In an exclusive interview with The Standard at her new home in Kabkara village in Lwandanyi ward, Ms Nasimiyu recalled how the assailants stormed their homestead baying for her husband’s blood.

Her husband, Francis Wangila Wasike, managed to sneak out of the house on time.

But Nasimiyu, her child and mother-in-law did not.

The attackers turned their fury on the women with their machetes, chopping off Nasimiyu’s right hand and slashing her several times in the head. Her brother-in-law was also caught in the attack.

By the time the raiders were done, her child lay dead, tramped underneath the attackers’ bloodied boots. Nasimiyu had blacked out,  her mother-in-law and brother-in-law beside her, in pools of blood.

“My brother-in-law died a few months later from the injuries,” she said.

Nasimiyu did not realise that her child was dead until weeks later. She was fighting for her life.

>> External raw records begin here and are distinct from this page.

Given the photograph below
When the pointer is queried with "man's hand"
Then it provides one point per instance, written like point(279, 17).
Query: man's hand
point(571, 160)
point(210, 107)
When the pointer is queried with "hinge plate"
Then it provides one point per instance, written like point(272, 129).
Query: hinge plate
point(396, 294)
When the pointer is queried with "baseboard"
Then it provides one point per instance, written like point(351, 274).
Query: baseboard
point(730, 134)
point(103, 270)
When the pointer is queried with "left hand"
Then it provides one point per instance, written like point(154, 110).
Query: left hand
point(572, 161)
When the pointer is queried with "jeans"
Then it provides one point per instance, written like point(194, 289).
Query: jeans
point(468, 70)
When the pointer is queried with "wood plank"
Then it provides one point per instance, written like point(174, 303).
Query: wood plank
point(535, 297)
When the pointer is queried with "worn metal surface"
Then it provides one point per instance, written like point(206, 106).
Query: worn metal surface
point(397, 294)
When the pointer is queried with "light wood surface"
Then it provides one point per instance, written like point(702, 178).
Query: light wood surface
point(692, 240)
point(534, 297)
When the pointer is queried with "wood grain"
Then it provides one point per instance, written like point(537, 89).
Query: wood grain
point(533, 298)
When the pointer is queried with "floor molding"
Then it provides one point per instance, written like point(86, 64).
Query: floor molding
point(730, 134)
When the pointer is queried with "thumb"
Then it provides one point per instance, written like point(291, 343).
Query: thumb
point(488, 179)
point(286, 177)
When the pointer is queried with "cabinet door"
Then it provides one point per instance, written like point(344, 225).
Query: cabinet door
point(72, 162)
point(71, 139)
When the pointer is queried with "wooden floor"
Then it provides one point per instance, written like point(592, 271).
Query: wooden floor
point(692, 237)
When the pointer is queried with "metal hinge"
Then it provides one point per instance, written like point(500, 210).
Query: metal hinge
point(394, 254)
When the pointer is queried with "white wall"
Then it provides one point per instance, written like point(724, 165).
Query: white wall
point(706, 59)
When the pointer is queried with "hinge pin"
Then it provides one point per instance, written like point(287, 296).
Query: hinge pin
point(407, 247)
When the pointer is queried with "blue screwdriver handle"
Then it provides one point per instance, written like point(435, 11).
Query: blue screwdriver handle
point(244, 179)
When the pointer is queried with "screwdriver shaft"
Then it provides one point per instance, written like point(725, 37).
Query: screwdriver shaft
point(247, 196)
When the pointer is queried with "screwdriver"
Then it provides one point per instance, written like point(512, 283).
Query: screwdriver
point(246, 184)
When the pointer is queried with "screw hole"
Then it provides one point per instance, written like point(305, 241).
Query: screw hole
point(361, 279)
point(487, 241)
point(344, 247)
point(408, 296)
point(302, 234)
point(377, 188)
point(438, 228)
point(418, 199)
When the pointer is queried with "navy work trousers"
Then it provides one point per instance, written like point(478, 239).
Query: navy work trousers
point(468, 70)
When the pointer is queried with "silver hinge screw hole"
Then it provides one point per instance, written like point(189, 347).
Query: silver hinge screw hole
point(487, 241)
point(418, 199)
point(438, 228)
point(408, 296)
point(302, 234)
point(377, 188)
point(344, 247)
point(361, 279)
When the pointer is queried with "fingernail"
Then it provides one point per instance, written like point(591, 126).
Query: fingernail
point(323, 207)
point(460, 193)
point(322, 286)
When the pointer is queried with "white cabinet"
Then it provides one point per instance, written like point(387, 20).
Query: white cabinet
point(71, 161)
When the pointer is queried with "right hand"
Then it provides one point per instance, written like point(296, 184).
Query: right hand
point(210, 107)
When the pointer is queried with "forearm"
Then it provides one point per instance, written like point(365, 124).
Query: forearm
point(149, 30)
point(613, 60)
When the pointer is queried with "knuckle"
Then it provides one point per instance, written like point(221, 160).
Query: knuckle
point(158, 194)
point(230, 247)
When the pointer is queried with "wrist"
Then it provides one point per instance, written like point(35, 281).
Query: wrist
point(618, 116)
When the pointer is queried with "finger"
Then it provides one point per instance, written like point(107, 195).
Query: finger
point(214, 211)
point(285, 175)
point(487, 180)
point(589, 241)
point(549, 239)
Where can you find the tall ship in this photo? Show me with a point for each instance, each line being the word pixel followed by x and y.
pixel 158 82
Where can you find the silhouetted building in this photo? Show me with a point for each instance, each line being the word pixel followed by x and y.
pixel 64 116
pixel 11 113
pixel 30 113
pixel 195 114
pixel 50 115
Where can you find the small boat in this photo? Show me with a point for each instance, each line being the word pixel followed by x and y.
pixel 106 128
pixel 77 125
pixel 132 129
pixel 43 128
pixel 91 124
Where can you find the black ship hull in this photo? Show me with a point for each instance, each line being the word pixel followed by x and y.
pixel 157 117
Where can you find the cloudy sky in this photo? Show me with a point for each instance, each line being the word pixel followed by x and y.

 “I was taken to the Intensive Care Unit (ICU) at Bungoma County Referral Hospital. When my condition deteriorated, I was transferred to Moi Teaching and Referral Hospital (MTRH) for specialised treatment,” she says.

She spent two months at MTRH in Eldoret as doctors struggled to keep her alive.

It is now four years after the night that shattered her life. But for Nasimiyu, it all seems like yesterday, because the pain has refused to go away. Endless dizzy spells sometimes see her passing out in the middle of the simplest house chores.

“I cannot sit without feeling dizzy. My chest has constant pains,”she says.

Although she lost her right hand in the attack, Nasimiyu is scared she might lose the left one too. It was slashed at the shoulders and has started rotting. Without two hands, she feels her life has started to stall.

Rotting hand

“Whenever I try to do simple house chores I faint,” she says.

Her husband, who narrowly escaped death in the night attack, is still a bitter man. He blames bad politics for the attack that took away his child, and wrecked his wife’s life, and indeed, his entire family.

“She cannot cook or even fetch water. She keeps collapsing. When I am not around our son who is in Standard Seven does house chores and this has seen him post poor results in school,” said Mr Wasike.

He says he has sold most of his property to cater for her medical expenses, and there is little else left to sell.

“I sold three plots and seven cows to cater for the hospital bills and now we are living as squatters,” he said.

 The father of seven is bitter with politicians for triggering the tragic attack and later, abandoning the victims.

Another victim, Tobias Wekesa, is still nursing horrific wounds from the attack on Kikwechi. The attacks saw his left eye gorged out. He now needs money to undergo an eye transplant before losing the right eye, which has started bleeding.

“I sold my land to cater for my medical expenses after the attacks. I have nine children who are at home for lack of school fees,” he said.

A third survivor, Maurice Wamalwa, lost his wife in the raid. He still walks on crutches after the attackers broke his leg, and has since relocated to Mt Elgon, vowing never to return.